There are two ways to be comfortable in this world. The softer of the two is being able to buy your comfort and assuring that no encounters with hindrance or discomfort. The other is the unfortunately difficult way that most of us need to learn: to be self-knowing. Not self-assured. Not self-confident, but self-knowing. Knowing oneself, I believe, is one of the most underrated values for living. One can be educated, have job skills, and multiple relationships of intimacy, but without self-knowledge, one is always in danger of losing identity in a group. This fear of being swallowed, of losing one’s identity, or wanting self-identity more than self-knowledge is what propels us to steer clear of village life, of immersing ourselves in community. We believe that finding our own path is a path that is uniquely made for us; one set of feet allowed.
Now, don’t get me wrong. There is a human need for distinction and there is a necessary time to carve out our own beliefs and ideologies about our own existence. But relationships, village, community; this is what life is about – others. I think we lose that when we pursue ourselves in a circular race and find we’re only chasing ourselves.

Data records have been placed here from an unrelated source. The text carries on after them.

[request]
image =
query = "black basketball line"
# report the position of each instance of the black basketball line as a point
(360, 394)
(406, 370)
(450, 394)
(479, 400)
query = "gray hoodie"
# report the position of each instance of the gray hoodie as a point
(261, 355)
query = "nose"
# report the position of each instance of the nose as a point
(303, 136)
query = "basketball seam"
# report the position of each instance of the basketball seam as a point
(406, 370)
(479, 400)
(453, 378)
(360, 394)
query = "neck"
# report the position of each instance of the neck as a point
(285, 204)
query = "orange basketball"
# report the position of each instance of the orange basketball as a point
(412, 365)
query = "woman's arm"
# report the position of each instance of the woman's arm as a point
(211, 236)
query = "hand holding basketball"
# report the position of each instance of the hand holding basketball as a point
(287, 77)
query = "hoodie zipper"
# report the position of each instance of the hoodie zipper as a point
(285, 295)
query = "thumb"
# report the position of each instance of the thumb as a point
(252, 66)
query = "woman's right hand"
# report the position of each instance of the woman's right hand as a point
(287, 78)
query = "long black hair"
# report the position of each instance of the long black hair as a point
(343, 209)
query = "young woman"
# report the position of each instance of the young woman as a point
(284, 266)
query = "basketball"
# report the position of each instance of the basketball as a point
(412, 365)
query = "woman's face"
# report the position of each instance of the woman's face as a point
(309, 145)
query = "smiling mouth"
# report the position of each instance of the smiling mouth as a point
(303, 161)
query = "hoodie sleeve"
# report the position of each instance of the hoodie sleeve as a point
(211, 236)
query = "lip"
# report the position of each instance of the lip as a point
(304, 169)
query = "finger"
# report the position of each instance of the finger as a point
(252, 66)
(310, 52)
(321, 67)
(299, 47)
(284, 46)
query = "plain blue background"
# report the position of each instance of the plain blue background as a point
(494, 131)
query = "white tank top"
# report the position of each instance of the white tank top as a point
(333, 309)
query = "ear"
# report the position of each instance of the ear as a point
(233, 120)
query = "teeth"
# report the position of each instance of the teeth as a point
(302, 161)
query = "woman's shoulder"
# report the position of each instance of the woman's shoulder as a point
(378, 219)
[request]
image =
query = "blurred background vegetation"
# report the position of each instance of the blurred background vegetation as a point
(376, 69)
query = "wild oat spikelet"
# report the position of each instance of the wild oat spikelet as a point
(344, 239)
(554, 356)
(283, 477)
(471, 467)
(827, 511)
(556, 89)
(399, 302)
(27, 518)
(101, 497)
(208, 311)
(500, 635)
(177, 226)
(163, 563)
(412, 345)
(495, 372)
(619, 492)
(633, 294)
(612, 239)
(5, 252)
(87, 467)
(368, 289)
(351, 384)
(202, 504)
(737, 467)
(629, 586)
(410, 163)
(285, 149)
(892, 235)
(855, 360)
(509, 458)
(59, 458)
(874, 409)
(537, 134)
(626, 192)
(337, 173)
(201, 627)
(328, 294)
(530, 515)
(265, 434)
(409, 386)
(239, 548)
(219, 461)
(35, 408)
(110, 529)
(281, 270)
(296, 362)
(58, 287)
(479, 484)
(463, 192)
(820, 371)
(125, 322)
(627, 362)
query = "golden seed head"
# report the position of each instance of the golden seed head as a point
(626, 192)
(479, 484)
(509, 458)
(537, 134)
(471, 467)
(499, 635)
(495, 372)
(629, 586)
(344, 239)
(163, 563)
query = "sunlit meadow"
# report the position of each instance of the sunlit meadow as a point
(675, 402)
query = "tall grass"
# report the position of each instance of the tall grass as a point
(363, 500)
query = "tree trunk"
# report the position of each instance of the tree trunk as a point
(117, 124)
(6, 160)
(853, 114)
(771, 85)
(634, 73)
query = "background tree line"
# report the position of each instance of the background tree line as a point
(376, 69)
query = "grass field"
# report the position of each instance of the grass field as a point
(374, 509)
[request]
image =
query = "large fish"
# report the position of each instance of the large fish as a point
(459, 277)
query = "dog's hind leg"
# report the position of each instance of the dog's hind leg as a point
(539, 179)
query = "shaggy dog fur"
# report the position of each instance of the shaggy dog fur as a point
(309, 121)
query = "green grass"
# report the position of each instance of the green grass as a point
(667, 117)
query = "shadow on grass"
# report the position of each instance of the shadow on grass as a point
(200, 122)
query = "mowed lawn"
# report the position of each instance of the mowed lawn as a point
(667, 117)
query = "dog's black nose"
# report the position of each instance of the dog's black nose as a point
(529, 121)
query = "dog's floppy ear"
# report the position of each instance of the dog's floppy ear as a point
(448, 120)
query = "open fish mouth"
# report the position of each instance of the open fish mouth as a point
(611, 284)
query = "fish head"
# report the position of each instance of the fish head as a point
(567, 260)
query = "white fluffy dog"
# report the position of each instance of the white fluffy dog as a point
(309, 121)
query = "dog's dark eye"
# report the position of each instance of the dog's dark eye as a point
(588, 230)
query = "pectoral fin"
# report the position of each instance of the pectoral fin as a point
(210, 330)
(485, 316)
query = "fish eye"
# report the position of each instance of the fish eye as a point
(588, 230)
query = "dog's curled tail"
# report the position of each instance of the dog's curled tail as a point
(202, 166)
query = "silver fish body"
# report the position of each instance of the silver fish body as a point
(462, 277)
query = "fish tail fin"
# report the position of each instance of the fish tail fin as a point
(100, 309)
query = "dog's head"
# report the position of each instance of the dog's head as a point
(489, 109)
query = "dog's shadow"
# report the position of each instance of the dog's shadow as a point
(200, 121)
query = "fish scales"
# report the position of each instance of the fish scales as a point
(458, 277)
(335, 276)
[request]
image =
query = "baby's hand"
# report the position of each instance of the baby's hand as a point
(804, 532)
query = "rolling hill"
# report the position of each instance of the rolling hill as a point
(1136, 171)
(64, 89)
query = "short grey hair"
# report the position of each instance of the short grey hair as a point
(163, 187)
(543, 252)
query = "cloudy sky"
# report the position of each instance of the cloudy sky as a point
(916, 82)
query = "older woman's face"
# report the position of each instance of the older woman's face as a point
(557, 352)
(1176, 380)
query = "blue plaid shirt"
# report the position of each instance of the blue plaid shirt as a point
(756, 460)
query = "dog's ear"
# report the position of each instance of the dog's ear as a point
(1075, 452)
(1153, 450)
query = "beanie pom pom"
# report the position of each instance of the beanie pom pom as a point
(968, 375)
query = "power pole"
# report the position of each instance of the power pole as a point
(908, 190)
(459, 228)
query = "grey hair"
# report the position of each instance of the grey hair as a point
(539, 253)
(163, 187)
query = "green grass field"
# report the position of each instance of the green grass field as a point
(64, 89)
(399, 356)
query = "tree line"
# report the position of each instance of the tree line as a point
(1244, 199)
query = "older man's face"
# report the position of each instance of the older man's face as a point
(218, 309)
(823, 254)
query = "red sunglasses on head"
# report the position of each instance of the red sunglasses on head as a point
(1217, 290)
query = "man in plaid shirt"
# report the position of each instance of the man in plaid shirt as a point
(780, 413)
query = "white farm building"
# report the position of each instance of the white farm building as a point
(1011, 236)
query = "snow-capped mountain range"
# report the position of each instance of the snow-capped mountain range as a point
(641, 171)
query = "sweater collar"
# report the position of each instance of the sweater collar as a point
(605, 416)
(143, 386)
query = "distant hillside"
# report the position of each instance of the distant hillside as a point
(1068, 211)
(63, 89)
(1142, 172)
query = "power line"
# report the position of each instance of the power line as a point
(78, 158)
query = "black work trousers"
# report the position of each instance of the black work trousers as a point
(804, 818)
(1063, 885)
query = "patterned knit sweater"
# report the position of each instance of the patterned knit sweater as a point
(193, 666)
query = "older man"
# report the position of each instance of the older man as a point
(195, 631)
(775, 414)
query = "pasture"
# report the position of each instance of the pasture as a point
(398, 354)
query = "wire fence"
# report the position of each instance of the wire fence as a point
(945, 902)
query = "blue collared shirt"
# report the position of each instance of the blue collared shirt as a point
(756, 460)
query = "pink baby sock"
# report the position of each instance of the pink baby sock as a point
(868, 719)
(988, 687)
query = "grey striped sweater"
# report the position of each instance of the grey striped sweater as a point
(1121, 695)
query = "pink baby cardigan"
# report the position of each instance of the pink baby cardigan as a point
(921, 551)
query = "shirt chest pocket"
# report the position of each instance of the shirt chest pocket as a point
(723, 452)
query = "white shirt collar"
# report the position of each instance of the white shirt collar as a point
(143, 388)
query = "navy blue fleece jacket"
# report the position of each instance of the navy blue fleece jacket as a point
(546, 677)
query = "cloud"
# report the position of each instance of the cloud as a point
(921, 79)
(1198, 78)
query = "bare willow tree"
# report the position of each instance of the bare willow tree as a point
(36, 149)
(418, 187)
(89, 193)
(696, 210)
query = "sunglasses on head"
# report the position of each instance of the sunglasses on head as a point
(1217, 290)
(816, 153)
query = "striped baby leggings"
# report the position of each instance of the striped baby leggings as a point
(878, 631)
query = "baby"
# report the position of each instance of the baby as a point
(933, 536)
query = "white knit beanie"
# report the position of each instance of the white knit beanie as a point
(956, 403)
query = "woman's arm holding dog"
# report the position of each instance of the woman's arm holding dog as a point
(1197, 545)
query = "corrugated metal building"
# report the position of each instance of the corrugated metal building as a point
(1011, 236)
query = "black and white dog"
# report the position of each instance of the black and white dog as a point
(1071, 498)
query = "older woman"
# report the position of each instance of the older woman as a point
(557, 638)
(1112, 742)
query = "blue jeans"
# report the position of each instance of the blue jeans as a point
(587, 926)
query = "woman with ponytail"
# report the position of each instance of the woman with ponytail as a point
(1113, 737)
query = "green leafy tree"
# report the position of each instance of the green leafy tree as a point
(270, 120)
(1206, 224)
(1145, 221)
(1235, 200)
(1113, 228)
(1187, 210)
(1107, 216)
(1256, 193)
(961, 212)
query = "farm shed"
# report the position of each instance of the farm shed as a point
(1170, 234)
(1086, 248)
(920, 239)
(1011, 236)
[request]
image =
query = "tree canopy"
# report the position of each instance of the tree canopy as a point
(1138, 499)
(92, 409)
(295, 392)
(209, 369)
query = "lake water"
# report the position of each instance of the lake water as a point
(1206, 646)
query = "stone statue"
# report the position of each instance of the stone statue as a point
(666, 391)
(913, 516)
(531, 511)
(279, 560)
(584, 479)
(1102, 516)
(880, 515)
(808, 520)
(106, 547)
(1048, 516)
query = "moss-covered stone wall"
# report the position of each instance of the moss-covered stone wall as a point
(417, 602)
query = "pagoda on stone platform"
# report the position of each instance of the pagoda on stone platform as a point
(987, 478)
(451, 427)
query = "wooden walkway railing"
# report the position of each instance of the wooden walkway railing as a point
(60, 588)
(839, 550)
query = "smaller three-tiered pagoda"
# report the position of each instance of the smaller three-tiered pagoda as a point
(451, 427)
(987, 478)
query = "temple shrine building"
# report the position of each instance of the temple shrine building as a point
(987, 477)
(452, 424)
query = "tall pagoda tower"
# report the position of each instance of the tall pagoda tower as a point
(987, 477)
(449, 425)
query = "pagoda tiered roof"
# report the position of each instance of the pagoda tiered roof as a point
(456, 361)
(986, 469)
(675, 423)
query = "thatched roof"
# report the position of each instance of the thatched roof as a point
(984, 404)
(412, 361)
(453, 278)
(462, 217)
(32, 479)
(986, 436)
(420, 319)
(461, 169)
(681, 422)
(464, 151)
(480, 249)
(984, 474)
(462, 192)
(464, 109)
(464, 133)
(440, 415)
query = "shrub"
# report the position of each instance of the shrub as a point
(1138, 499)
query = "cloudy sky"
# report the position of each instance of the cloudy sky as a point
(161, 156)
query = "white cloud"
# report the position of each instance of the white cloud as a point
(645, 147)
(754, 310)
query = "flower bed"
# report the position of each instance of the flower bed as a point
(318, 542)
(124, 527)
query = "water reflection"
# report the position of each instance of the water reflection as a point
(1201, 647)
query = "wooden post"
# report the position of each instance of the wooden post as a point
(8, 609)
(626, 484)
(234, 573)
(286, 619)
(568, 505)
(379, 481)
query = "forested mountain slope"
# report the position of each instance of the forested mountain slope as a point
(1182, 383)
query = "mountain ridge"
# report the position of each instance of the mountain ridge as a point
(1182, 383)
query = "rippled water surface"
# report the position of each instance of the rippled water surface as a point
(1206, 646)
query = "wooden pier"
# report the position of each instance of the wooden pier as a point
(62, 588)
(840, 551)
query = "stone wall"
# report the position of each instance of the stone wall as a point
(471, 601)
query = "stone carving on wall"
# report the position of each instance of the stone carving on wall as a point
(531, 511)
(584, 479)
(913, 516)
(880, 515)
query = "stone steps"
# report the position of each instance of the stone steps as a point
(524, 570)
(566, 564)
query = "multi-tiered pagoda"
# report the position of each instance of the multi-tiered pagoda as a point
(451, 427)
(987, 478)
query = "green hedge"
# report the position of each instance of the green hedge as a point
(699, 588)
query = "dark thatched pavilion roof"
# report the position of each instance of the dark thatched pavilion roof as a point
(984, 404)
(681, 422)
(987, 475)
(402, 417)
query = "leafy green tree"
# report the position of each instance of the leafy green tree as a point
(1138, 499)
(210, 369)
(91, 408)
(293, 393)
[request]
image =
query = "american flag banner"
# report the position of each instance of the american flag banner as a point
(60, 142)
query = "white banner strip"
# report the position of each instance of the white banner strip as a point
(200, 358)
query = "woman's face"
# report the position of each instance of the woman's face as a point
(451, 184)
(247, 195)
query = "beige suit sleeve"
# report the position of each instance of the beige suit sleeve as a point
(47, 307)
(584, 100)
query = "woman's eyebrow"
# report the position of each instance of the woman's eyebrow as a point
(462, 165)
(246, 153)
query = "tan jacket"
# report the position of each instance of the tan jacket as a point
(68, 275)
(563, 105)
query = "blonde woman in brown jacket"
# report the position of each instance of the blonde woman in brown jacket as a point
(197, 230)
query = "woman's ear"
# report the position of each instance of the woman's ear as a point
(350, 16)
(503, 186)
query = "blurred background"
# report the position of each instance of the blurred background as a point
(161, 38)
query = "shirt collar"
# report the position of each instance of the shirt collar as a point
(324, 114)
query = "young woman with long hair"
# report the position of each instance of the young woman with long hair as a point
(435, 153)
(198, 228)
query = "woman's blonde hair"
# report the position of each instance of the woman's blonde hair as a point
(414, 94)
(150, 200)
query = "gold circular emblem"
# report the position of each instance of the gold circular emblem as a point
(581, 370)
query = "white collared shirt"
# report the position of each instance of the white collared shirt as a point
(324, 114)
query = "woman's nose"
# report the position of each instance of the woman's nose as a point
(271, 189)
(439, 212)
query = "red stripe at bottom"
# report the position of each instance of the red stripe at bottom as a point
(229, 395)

Living in community means taking time that we ordinarily would spend on ourselves and spend it with another human. In today’s world, that request is a red flag to the ever popular self-check-in question of, “What are you doing for yourself these days?” I think the more appropriate question is, “What are you NOT doing for yourself these days?”
Everything we do – our jobs, our self-seeking hobbies and endeavors, even some of our relationships are framed around ensuring our own comfort, our own happiness, our own individual lives. When we spend the majority of our time tending to people who do not directly impact our own communities, we are often deluded into thinking we are not spending time for ourselves. In reality, if we invested that amount of time into the people in our community, we would be able to see this is very much like investing in ourselves. Time invested into a community is an investment in ourselves. Making yourself known, how your life is changing, how your perspectives are shifting on a normal and consistent basis is a necessity. At Christmas, we send updates on what we accomplished, where we visited, awards we won, and milestones we reached. From those bullets, could you answer how the bumpy the train ride was to
What often happens is that what we do not share with others is what is often left unattended. There is only so much you can cultivate in your own mind without the replenishing rain of other’s opinions. We spend more time building ourselves up so we can stand our ground in an argument. We love to spread ourselves thin and busy so we can feel productive and then collapse into evenings wondering why we feel so scattered and distant from others. The days of lives accumulate. It accumulates to feeling like we do not exist or even matter.
Communities exist not to block the pain of suffering or protect against the daily agonies that strengthen our lives. Communities exist to shield ourselves against ourselves. Communities are there to tell you to ease up on yourself, to make common what you think is a uniquely designed punishment from God, and to expand parties into festivals. Communities protect against selfishness, thinking that my life only about my life. Communities protect against imploding from the guilt I accumulate over the years over what I should have done better or known. They intervene to put up road signs when we’re going down a path of negligence and self-absorption. We are reminded that we are a part of something larger and therefore have responsibilities to something larger than our egos and self-righteousness. Embarrassment diffuses quicker, risks are more holistically evaluated, and consideration extends beyond our own skin.
Communities are never binding or threatening. They can be dreaded and even resented, but they are never stealing. They require and give and ask and take. But the result, the awe of connection and sharing life instead of sharing information is an unfolding gift that cannot be appreciated or loved fully because of its massiveness.
To seek a village is not enough. It must be built, sustained, and raised before it can raise a child, save a marriage, or deliver salvation.